Predicting mortality for Covid-19 in the US. Delayed Elasticity Method
Luis Angel Hierro-Recio, Antonio José Garzón-Gordón, Pedro Atienza-Montero, José Luis Márquez
Received date: 14th April 2020
The evolution of the pandemic caused by COVID-19, its high reproductive number and the associated clinical needs, is overwhelming national health systems. We propose a method for predicting the number of deaths, and which will enable the health authorities of the countries involved to plan the resources needed to face the pandemic as many days in advance as possible. We employ OLS to perform the econometric estimation, and through RMSE, MSE, MAPE, and SMAPE forecast performance measures we select the best lagged predictor of both dependent variables. Our objective is rather to estimate a leading indicator of clinical needs. Having a forecast model available several days in advance can enable governments to more effectively face the gap between needs and resources triggered by the outbreak and thus reduce the deaths caused by COVID-19.

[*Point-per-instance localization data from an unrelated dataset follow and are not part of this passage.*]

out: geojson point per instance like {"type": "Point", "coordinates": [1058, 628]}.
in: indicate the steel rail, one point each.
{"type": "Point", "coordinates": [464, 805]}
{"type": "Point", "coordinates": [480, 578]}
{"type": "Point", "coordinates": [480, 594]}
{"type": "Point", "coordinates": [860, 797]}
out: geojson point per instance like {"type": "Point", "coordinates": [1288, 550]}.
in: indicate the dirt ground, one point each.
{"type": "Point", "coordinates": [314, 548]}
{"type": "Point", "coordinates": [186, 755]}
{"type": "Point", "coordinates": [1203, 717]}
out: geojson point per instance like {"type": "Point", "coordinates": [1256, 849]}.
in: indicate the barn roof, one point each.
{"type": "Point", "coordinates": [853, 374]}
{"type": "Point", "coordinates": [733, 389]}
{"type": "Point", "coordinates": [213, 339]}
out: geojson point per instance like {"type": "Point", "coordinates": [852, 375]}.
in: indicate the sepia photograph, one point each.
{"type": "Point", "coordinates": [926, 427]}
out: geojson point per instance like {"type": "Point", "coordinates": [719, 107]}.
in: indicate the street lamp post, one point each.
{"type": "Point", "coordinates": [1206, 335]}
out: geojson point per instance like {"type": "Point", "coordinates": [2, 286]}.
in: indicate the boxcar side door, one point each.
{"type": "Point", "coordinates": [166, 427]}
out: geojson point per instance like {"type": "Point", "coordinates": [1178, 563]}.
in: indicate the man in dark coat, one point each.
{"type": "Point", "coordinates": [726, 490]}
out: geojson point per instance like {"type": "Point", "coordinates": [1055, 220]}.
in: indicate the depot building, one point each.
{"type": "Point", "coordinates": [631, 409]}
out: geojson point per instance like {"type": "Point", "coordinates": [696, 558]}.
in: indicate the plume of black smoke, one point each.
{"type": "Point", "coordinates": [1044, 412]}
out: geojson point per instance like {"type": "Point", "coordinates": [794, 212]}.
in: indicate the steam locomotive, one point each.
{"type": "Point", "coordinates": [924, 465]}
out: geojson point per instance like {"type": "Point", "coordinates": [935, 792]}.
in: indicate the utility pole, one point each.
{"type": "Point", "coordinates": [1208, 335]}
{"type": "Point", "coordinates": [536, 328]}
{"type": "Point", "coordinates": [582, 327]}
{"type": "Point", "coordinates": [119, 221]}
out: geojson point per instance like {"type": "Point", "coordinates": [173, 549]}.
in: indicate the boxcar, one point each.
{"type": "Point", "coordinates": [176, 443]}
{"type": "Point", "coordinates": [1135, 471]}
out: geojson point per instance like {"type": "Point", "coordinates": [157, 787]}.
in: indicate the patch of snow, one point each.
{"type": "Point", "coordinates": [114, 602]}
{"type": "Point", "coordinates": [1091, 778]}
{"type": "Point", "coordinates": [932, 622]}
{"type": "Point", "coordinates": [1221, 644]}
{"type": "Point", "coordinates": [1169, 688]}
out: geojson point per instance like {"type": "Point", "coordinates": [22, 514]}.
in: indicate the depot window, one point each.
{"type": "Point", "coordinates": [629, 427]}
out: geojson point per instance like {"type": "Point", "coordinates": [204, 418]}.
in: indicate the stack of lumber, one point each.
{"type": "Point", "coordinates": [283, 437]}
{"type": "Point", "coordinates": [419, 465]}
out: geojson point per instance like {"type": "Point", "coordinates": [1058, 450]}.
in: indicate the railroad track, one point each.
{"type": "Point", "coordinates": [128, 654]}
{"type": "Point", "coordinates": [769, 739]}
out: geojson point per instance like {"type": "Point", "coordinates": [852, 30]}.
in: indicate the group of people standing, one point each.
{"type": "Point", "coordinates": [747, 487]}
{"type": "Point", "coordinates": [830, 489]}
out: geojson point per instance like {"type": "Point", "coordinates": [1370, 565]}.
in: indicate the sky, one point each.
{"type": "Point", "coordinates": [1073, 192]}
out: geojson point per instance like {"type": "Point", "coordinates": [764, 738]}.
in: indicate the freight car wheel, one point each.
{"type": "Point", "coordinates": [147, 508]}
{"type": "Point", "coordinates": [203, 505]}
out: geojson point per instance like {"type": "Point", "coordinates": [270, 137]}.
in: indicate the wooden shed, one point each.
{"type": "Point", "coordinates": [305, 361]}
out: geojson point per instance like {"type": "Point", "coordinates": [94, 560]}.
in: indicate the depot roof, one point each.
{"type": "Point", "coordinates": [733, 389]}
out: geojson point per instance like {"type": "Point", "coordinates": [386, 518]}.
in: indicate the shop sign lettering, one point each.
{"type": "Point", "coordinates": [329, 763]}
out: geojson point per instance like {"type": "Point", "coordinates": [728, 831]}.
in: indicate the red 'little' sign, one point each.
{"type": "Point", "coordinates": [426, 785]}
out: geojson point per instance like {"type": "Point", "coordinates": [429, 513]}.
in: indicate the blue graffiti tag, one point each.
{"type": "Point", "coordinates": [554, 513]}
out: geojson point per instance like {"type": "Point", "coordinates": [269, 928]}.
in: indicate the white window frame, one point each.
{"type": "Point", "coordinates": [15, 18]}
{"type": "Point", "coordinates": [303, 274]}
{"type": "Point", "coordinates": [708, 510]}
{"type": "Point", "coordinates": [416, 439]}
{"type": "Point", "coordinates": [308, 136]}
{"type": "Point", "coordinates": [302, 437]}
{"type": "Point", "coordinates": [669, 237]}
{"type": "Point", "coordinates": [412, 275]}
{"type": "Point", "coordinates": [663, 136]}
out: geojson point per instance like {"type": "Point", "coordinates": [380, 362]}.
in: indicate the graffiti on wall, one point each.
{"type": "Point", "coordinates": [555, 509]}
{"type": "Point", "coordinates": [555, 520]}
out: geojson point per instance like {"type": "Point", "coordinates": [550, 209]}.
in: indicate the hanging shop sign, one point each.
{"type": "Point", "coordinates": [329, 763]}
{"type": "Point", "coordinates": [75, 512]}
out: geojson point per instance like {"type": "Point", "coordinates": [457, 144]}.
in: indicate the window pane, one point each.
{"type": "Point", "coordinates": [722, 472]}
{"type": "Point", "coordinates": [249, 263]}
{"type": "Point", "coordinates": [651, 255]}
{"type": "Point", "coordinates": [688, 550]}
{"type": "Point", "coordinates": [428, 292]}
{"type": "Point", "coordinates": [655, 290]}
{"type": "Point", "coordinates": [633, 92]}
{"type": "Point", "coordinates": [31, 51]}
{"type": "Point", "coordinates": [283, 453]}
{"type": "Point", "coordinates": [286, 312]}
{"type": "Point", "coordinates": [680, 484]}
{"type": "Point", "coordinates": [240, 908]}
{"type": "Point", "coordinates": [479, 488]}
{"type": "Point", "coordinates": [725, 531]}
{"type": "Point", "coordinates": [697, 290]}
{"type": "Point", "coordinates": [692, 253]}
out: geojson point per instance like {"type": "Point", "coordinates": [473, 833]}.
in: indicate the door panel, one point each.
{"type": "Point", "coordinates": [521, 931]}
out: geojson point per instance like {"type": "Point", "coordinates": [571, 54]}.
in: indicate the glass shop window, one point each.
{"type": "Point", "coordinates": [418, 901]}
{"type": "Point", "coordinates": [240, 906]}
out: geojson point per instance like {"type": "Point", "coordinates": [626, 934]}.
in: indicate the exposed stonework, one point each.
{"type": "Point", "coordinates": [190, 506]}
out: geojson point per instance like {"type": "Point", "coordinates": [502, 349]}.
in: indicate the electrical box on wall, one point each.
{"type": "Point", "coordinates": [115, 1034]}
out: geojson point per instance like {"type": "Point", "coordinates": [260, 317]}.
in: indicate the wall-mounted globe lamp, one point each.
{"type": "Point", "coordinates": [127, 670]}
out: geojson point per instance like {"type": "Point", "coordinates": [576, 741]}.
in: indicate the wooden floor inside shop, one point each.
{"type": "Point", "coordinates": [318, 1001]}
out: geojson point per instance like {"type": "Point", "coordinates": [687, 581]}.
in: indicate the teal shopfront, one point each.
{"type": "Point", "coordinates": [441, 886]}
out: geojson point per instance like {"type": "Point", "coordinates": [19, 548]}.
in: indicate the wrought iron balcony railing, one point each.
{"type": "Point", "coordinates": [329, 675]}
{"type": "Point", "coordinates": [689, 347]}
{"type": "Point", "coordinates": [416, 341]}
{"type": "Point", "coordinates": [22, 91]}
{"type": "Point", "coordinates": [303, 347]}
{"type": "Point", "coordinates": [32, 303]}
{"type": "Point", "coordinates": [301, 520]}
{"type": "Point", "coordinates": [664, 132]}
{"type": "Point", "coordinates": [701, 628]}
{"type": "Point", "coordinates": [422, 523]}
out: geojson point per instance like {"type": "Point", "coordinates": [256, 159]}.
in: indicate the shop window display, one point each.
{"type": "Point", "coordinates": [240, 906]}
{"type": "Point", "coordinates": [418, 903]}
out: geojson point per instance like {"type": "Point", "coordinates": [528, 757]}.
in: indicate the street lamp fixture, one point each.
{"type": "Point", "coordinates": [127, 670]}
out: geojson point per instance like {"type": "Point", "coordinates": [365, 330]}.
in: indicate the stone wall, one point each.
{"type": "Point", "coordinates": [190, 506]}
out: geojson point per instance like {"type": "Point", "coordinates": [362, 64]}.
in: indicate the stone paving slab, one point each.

This is an abstract of a preprint hosted on a preprint server, which is currently undergoing peer review at Scientific Reports. The findings have yet to be thoroughly evaluated, nor has a decision on ultimate publication been made. Therefore, the results reported should not be considered conclusive, and these findings should not be used to inform clinical practice, or public health policy, or be promoted as verified information.